Memory management is the other half of the throughput equation. Standard KV cache implementations pre-allocate a contiguous memory block for each sequence’s maximum possible context length. A 4K-token window means every request reserves 4K tokens of GPU memory — even if it only generates 30. Prior serving systems wasted 60-80% of their KV cache memory on these unused pre-allocated blocks (PagedAttention paper).

Paged Attention, introduced by Kwon et al. at SOSP 2023, borrowed the operating system’s solution to exactly this kind of fragmentation. It stores KV cache in non-contiguous memory pages, allocated on demand as tokens are generated. A page table maps virtual cache positions to physical GPU addresses — the same mechanism an OS uses for virtual memory management. The result: under 4% memory waste and 2-4x throughput improvement over systems like FasterTransformer and Orca (PagedAttention paper).

vLLM, the open-source inference engine that implements PagedAttention as its default memory strategy, reached v0.18.0 as of March 2026 (vLLM GitHub). SGLang, following a similar architectural path, runs on over 400,000 GPUs and processes trillions of tokens daily at v0.5.9 (SGLang GitHub).

The Parallel Gambit and the Hardware Divergence

Batching and memory paging solve the throughput problem — moving more total tokens per second across many concurrent users. But the latency problem is a different beast. Time To First Token — the interval between request arrival and the first output token — is what the user actually feels, and it depends on how quickly the model can complete the initial prefill computation and begin generating.

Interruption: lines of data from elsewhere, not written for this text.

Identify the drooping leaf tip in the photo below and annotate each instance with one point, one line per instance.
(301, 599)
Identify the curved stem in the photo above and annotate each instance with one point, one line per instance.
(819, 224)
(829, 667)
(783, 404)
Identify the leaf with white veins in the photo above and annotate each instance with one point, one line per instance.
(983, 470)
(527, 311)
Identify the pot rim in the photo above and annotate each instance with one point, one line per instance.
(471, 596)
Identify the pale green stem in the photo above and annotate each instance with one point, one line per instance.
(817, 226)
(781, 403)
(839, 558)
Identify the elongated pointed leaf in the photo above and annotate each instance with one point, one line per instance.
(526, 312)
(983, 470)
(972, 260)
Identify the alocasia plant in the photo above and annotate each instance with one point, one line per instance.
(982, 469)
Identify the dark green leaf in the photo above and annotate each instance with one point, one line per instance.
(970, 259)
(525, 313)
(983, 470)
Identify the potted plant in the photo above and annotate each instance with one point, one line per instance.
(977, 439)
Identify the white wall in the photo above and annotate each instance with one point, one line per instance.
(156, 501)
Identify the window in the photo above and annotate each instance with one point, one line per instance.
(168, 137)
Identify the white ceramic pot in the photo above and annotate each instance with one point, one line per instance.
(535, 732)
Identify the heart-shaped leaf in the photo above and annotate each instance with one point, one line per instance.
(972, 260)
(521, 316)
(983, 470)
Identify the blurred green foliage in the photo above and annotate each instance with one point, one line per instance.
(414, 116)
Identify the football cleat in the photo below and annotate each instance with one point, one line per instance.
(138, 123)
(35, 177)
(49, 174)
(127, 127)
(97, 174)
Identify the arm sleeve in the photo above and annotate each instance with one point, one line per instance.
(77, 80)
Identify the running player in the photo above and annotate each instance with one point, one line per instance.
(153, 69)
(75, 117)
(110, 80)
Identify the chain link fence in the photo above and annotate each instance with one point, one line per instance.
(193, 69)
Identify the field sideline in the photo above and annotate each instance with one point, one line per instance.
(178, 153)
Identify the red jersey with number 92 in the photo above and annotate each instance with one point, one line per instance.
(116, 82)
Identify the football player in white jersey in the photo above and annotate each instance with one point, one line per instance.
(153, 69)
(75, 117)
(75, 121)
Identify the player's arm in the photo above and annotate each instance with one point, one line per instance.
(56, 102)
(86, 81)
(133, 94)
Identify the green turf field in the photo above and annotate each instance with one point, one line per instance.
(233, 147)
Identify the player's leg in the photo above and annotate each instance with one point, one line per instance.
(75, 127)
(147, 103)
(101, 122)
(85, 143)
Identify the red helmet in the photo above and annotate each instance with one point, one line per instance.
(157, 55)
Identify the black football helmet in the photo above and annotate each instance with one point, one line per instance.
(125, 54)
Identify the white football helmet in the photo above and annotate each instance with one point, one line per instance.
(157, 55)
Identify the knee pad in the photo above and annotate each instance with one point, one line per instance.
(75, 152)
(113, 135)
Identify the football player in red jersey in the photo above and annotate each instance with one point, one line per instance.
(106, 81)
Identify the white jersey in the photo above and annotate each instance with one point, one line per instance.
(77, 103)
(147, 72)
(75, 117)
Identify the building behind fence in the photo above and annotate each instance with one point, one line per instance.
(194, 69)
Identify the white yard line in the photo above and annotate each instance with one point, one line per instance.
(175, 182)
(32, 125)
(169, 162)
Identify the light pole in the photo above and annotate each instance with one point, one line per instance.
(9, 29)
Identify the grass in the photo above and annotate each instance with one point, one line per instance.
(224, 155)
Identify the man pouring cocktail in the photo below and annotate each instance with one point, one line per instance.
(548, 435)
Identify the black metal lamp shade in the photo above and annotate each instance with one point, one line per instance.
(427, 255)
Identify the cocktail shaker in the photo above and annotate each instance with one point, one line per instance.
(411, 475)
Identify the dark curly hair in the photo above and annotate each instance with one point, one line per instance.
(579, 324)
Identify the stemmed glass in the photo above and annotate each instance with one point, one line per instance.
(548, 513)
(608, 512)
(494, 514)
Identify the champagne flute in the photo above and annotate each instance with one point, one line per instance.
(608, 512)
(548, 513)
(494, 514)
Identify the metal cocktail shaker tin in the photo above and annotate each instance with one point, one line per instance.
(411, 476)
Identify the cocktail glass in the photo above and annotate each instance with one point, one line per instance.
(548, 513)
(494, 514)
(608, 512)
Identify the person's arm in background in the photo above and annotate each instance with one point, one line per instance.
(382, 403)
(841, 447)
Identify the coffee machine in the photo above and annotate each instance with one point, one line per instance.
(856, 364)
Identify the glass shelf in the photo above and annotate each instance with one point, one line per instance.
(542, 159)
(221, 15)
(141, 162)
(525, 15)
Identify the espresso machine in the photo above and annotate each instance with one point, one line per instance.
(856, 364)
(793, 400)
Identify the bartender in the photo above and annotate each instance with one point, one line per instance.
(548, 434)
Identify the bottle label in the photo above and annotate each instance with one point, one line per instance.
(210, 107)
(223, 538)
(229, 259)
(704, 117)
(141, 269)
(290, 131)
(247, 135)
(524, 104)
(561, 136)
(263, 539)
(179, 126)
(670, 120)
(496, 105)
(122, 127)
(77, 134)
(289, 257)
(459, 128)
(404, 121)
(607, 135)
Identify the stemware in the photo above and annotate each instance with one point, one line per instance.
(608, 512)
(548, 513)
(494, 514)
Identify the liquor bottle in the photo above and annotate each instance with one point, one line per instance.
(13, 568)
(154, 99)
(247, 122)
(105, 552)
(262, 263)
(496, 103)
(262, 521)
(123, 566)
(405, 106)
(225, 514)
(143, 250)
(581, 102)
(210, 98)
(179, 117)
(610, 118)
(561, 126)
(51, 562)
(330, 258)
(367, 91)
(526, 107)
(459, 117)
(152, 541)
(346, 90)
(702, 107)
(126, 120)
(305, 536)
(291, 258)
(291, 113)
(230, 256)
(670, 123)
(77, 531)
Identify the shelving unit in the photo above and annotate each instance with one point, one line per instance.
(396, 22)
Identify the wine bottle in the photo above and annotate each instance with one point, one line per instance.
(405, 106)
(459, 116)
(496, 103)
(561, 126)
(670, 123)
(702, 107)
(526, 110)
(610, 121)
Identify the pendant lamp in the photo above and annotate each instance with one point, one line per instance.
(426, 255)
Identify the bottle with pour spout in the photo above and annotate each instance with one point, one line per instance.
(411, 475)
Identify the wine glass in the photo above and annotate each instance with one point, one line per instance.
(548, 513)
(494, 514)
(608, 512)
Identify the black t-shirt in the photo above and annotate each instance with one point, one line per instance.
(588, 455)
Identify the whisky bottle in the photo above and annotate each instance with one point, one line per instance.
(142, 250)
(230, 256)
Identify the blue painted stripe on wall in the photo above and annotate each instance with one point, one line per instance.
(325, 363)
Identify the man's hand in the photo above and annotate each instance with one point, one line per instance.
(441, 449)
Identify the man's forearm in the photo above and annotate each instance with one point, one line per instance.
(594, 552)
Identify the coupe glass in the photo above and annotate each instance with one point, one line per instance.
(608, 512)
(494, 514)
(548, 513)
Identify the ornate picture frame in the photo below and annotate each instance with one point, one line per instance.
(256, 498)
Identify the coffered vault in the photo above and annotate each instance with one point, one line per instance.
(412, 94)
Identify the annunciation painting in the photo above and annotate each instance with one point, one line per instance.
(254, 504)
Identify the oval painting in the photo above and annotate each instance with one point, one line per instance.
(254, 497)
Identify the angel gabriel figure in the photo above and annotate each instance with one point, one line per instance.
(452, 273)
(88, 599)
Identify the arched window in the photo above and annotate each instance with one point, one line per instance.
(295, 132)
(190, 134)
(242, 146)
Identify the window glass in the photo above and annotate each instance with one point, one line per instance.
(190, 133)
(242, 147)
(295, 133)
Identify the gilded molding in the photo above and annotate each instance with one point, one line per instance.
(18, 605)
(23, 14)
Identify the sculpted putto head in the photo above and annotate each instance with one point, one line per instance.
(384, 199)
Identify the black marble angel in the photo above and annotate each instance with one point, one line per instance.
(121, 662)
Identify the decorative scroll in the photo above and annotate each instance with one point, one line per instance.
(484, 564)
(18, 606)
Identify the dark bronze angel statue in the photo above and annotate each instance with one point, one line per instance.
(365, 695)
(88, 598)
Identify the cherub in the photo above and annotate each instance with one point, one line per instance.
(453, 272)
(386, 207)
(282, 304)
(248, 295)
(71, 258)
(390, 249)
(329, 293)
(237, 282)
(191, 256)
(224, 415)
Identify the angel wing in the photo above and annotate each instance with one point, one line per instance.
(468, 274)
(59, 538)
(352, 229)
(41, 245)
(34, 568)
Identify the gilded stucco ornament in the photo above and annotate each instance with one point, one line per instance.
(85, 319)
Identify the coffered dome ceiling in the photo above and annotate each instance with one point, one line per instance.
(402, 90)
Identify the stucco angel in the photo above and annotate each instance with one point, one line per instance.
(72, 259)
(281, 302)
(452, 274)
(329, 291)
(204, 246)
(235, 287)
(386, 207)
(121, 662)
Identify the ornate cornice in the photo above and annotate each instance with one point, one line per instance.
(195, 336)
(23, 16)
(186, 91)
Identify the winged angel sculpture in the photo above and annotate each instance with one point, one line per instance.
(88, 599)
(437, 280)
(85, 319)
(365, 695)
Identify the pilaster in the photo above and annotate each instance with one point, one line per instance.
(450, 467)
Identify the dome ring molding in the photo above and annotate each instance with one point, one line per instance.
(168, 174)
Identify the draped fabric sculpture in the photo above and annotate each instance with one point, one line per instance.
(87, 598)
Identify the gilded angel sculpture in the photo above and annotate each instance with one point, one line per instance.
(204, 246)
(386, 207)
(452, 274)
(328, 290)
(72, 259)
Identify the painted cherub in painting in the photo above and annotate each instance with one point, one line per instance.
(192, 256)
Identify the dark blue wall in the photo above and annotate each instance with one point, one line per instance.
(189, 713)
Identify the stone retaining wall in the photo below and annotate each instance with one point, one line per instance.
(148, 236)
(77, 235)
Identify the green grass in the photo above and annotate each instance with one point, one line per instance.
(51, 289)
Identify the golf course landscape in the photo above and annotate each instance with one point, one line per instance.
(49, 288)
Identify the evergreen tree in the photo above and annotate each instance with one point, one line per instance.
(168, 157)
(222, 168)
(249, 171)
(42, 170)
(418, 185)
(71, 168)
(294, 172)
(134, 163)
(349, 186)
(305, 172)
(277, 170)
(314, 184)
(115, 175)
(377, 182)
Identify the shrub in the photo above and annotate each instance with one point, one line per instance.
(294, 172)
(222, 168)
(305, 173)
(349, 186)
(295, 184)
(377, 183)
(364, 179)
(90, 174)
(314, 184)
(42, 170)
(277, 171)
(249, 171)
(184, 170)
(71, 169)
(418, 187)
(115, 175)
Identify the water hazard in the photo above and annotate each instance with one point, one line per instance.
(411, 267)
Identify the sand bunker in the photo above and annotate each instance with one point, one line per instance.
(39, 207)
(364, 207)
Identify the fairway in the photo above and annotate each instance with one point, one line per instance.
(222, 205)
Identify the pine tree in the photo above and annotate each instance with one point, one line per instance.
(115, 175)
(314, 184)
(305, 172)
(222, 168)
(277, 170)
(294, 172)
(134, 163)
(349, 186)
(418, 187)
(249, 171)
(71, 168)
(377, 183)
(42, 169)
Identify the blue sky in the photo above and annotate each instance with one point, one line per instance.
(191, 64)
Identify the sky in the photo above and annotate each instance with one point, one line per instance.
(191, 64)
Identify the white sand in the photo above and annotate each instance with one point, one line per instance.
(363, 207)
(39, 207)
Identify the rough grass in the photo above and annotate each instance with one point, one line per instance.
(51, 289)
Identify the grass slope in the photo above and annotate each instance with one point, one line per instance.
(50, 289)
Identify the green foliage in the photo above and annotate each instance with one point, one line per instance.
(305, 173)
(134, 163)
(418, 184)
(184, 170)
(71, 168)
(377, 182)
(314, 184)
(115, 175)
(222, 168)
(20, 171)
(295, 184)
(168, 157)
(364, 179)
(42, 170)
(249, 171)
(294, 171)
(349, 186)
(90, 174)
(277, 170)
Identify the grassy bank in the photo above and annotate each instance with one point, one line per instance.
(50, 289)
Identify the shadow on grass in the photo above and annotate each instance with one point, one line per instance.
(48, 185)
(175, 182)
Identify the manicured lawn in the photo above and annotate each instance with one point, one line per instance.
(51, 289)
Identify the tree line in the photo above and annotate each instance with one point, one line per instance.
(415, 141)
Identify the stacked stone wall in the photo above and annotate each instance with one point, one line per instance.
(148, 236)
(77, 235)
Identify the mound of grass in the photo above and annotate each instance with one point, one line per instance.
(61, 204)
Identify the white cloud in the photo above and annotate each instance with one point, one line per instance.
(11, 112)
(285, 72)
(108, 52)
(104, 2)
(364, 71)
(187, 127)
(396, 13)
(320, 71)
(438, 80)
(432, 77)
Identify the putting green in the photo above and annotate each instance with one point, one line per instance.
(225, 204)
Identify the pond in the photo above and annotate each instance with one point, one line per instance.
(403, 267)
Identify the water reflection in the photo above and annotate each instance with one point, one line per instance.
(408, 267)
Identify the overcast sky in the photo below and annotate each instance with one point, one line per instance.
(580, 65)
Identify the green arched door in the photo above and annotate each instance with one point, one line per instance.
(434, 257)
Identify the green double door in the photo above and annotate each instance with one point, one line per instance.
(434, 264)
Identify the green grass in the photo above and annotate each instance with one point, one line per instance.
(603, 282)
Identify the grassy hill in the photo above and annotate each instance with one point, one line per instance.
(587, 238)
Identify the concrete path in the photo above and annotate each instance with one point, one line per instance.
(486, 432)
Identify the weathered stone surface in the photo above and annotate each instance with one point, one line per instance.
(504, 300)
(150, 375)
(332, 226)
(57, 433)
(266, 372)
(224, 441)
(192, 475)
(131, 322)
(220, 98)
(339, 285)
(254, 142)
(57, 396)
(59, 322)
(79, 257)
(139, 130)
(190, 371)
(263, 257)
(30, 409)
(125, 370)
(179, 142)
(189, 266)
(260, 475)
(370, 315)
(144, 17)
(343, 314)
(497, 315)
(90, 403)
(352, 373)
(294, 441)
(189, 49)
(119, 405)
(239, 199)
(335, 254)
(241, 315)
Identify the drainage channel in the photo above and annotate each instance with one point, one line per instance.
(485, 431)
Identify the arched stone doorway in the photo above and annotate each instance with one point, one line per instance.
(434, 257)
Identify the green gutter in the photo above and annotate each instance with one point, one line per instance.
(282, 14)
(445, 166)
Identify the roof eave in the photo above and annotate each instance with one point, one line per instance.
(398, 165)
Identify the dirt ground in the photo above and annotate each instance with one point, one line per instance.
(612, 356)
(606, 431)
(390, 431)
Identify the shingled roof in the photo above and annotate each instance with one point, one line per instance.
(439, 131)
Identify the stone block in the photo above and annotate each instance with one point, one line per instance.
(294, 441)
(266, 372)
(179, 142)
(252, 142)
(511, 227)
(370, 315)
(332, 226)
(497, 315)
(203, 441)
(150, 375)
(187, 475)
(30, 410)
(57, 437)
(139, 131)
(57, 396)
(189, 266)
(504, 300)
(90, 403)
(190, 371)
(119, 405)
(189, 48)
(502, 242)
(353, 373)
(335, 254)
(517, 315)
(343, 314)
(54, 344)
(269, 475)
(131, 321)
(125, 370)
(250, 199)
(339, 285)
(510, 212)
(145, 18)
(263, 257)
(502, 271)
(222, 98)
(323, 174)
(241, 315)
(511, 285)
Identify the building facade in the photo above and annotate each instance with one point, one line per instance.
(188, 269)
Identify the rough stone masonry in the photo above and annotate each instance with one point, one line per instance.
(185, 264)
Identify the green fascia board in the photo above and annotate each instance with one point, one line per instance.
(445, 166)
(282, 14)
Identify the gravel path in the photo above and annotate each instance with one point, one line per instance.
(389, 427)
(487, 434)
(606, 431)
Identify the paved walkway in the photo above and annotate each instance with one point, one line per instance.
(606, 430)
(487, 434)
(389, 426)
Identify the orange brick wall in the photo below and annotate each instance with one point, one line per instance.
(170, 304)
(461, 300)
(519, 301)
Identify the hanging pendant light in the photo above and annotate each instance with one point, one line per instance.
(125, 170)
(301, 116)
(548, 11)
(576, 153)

Speculative Decoding attacks this by breaking the sequential constraint through parallel verification. A smaller, faster draft model proposes K candidate tokens in rapid succession. The full target model then verifies all K tokens in a single forward pass — the same cost as generating one token, but potentially accepting several at once. Under favorable conditions, this produces a 2-3x speedup while remaining mathematically lossless; the output distribution is identical to standard autoregressive sampling (BentoML Handbook). The limitation is structural: when the draft model’s token predictions diverge from the target’s distribution — common in code generation, formal proofs, and highly specialized domains — most candidates get rejected and the overhead of running two models exceeds the savings.

Quantization takes a different approach: reducing the precision of model weights from 16-bit floating point to 8-bit or 4-bit integers. Methods like GPTQ and AWQ achieve this with minimal perplexity degradation — smaller weights mean faster memory transfers and more room in GPU memory for larger batches or longer contexts. TensorRT-LLM, NVIDIA’s inference library at v1.2 stable as of March 2026, integrates quantization directly into its compilation pipeline.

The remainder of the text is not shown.